LA ENTREVISTA CONDUCTUAL

Y

LOS AUTOINFORMES

 Entrevista conductual

La entrevista es una importante fuente de información. La entrevista nos permite conocer al paciente, sus datos generales, su problema principal y las posibles causas de dicho problema.

Se han desarrollado numerosas “guías” o esquemas generales (Kanfer y Phillips 1976; Kanfer y Saslow 1969; Kanfer y Grim 1977; Lazarus, 1971; Golfried y Davison 1976) para facilitar el desarrollo de la entrevista conductual, así como pautas que se circunscriben a problemas específicos (dolor de cabeza, problemas maritales, hiperactividad, etc.).

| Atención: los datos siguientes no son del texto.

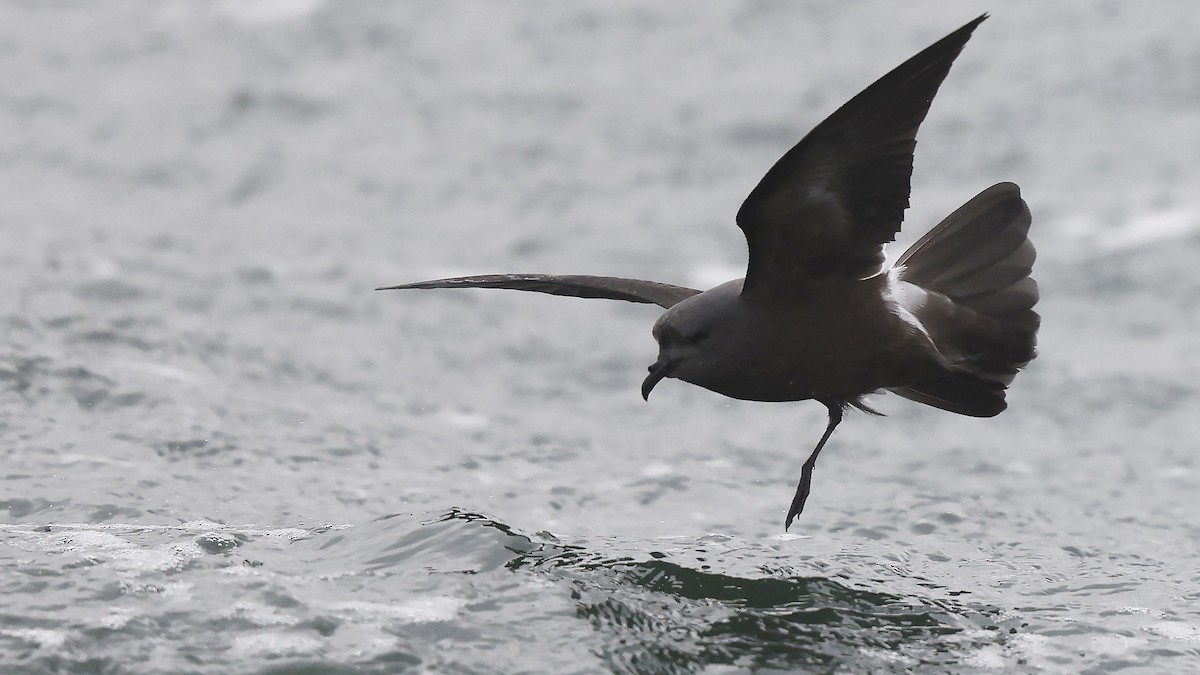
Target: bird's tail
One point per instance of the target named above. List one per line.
(967, 282)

Se considera por lo general que la entrevista debe cubrir los siguientes aspectos:

1) Delimitación de la conducta-problema (incluyendo un análisis de antecedentes y consecuentes externos e internos).

2) Gravedad del problema (repercusiones en distintos contextos)

3) Determinantes

4) Desarrollo y evolución del problema

5) Expectativas

 

Los autoinformes

Pueden adoptar diversas formas:

 1) Cuestionarios de información general:

Informan sobre diversas áreas en las que puede existir algún problema, que requiere especificación posterior.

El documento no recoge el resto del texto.